Huang Qi, founder of a human rights Web site, had been charged with illegally possessing state secrets, his wife Zeng Li said Monday by telephone. His detention in June 2008 came after several posts on his blog that criticized the government's response to the massive earthquake that struck Sichuan province a month earlier and killed about 90,000 people.
Huang, 46, had alleged that state-controlled media provided skewed reports on relief efforts and accused the government of obstructing the work of non-governmental organizations responding to the disaster, according to reports at the time by Paris-based monitoring group Reporters Without Borders.
"The government is using its propaganda to portray itself as a savior to little avail," the group quoted him as saying in one Web posting.
Huang had also spoken to foreign media outlets about parents' accusations that their children had been crushed in badly built schools. The government has attempted to quash such complaints, fearing the contentious issue could undermine the admiration and goodwill it earned for the massive rescue effort it led, boosted by volunteers and international aid.
But activists and parents – many of whom lost their only children in the quake – have repeatedly demanded those responsible for the shoddy construction be punished and called for an inquiry. Those seeking to press the issue have been detained, harassed and threatened by police and thugs believed to be in the employ of local officials.
Huang's sentencing Monday appeared to be one more attempt at silencing the discussion.
Officials contend the sheer force of the 7.9-magnitude quake alone caused school buildings to collapse, ignoring evidence showing that schools were often the only ones to crumble in many parts of the quake zone while nearby buildings survived.
In May, just days before the one-year anniversary of the quake, China gave the first official tally of students' deaths from the temblor, saying 5,335 were killed or remained missing.

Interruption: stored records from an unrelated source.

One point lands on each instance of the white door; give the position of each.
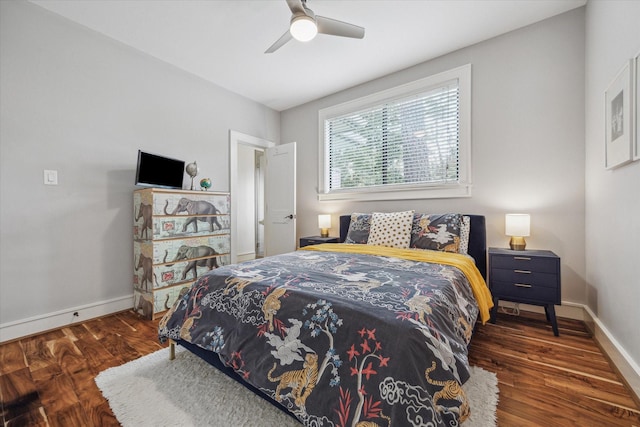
(280, 198)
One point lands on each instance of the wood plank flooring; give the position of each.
(48, 379)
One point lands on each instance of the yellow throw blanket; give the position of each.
(462, 262)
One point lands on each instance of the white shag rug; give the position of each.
(155, 391)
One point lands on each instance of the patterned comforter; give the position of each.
(339, 338)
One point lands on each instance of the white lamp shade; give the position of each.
(303, 28)
(517, 225)
(324, 221)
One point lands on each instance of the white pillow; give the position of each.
(465, 229)
(391, 229)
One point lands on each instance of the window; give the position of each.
(408, 142)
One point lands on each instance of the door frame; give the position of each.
(235, 139)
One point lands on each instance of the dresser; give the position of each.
(178, 236)
(317, 240)
(528, 277)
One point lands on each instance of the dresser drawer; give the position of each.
(525, 293)
(525, 262)
(529, 277)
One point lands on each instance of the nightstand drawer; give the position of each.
(525, 262)
(526, 293)
(530, 277)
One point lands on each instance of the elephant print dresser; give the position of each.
(178, 235)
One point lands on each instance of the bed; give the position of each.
(347, 334)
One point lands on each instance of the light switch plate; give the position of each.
(50, 177)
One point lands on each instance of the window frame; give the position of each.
(461, 188)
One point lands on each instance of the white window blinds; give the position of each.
(404, 141)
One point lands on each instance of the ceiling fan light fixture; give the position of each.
(303, 28)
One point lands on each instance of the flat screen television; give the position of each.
(159, 171)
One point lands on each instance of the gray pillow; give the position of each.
(359, 228)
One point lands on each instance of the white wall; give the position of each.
(527, 140)
(612, 196)
(77, 102)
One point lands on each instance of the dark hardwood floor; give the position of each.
(48, 379)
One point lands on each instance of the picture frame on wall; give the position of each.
(619, 135)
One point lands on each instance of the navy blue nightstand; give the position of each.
(528, 277)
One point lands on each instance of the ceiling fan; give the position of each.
(305, 25)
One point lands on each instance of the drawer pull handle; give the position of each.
(521, 285)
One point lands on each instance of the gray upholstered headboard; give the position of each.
(477, 239)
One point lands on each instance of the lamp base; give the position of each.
(517, 243)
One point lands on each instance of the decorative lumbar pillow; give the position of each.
(465, 229)
(391, 229)
(438, 232)
(358, 228)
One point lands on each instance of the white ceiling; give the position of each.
(223, 41)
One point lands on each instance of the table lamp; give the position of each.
(324, 223)
(518, 227)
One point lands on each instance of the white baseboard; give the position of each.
(623, 362)
(45, 322)
(628, 368)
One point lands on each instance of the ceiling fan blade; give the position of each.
(334, 27)
(280, 42)
(296, 7)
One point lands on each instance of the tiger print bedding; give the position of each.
(339, 338)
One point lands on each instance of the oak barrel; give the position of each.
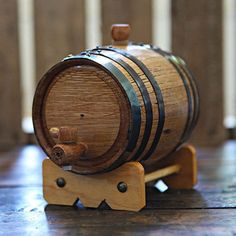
(94, 111)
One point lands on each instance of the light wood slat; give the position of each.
(135, 12)
(10, 101)
(197, 37)
(60, 30)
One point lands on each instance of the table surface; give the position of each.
(209, 209)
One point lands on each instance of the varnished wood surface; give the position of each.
(209, 209)
(197, 38)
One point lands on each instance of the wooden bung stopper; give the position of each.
(120, 33)
(66, 154)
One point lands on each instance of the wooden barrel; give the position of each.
(94, 111)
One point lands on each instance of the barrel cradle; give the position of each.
(94, 111)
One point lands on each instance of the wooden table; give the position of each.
(209, 209)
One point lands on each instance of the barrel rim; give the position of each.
(38, 103)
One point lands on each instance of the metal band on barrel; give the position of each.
(157, 92)
(133, 99)
(168, 56)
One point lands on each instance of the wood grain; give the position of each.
(210, 207)
(10, 94)
(91, 100)
(197, 37)
(60, 30)
(93, 190)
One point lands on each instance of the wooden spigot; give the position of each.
(120, 34)
(68, 150)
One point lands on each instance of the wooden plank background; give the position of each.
(60, 28)
(136, 13)
(10, 95)
(197, 37)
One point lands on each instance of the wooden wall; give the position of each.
(137, 13)
(10, 99)
(60, 28)
(197, 37)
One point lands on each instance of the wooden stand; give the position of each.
(122, 188)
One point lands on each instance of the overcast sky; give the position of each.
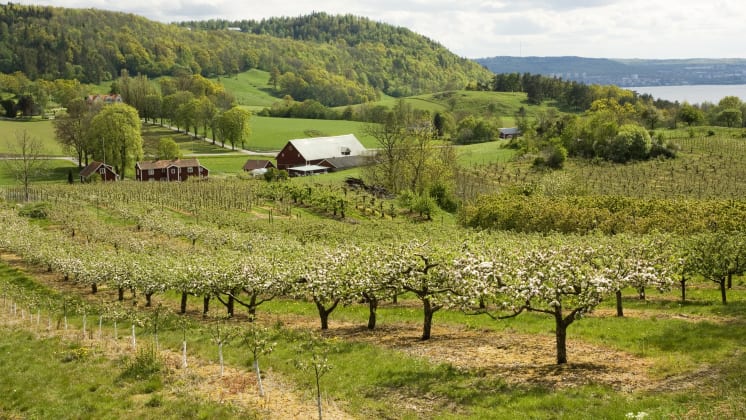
(487, 28)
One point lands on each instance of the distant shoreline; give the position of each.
(694, 94)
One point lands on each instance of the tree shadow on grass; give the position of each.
(697, 337)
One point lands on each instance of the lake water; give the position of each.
(694, 94)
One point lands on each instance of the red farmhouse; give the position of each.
(170, 170)
(313, 151)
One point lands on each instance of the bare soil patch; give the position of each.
(516, 358)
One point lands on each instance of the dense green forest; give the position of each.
(350, 64)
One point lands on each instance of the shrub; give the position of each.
(145, 364)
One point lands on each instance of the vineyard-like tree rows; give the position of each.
(144, 248)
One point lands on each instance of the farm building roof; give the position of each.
(160, 164)
(328, 147)
(345, 162)
(93, 167)
(252, 164)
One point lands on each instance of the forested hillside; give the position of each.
(335, 60)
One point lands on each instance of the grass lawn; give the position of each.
(250, 88)
(56, 171)
(226, 165)
(37, 128)
(188, 144)
(484, 153)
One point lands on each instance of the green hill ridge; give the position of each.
(336, 60)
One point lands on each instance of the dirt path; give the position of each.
(516, 358)
(282, 400)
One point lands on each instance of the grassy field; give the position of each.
(37, 128)
(187, 143)
(679, 361)
(55, 171)
(230, 164)
(272, 133)
(251, 89)
(484, 153)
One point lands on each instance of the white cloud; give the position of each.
(483, 28)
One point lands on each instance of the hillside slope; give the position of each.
(351, 63)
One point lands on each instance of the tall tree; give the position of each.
(70, 128)
(27, 159)
(115, 136)
(234, 126)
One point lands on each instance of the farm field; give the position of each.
(663, 359)
(56, 171)
(37, 128)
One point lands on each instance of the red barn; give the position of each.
(104, 171)
(313, 151)
(170, 170)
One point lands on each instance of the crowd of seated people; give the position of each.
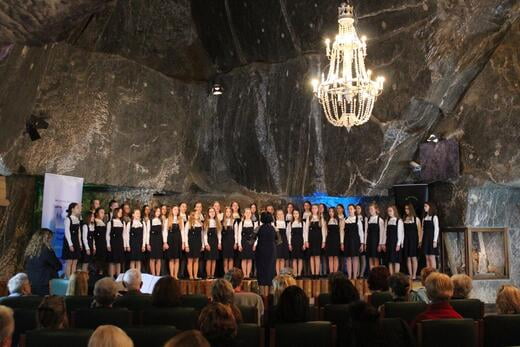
(359, 322)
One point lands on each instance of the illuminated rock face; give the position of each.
(127, 87)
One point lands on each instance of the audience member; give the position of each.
(399, 285)
(419, 294)
(508, 300)
(222, 292)
(462, 286)
(6, 326)
(439, 289)
(218, 325)
(293, 306)
(132, 282)
(378, 279)
(19, 285)
(52, 313)
(166, 292)
(246, 299)
(109, 336)
(105, 293)
(41, 263)
(189, 338)
(78, 284)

Zeng, Huang's wife, said the Wuhou district court in the western city of Chengdu gave no details about the state secrets charge, an ill-defined accusation often used by Communist leaders to clamp down on dissent and imprison activists. Because of the charge, authorities were able to bar Huang from seeing his lawyer and forbid the photocopying of court documents, rights group Amnesty International said.
Zeng said the court refused to issue a written account of the sentence, leaving her at least temporarily without the necessary documentation to file an appeal.
"And we definitely plan to appeal," said Zeng, who was unable to speak with Huang after the sentencing because he was led directly from the court.
Calls to the court and Huang's lawyers rang unanswered Monday.
The sentence could give grist to critics of President Barack Obama, who faulted him for not being more outspoken on human rights during his visit to China last week. While Obama raised the topics of universal rights and Internet freedom, he largely avoided the appearance of lecturing his hosts over such issues, something Beijing has responded to in past with indignation.
In a statement, Amnesty International called for Huang's immediate release, saying he was being punished merely for helping illuminate the tribulations of families whose children died in the earthquake.
"He should never have been detained in the first place and should be released immediately," the group's Asia-Pacific director, Sam Zarifi, was quoted as saying in the statement.
Amnesty said several supporters who asked to attend the sentencing were turned away and beaten by police who ringed the courthouse. It gave no details, and their identities were not immediately known.
Huang has already served a five-year prison sentence on subversion charges linked to politically sensitive articles posted on his Web site.
Since his release in 2005, Huang has supported a wide range of causes, including aiding families of those killed in the 1989 military crackdown on pro-democracy protests in Beijing's Tiananmen Square and publicizing the complaints of farmers involved in land disputes with authorities.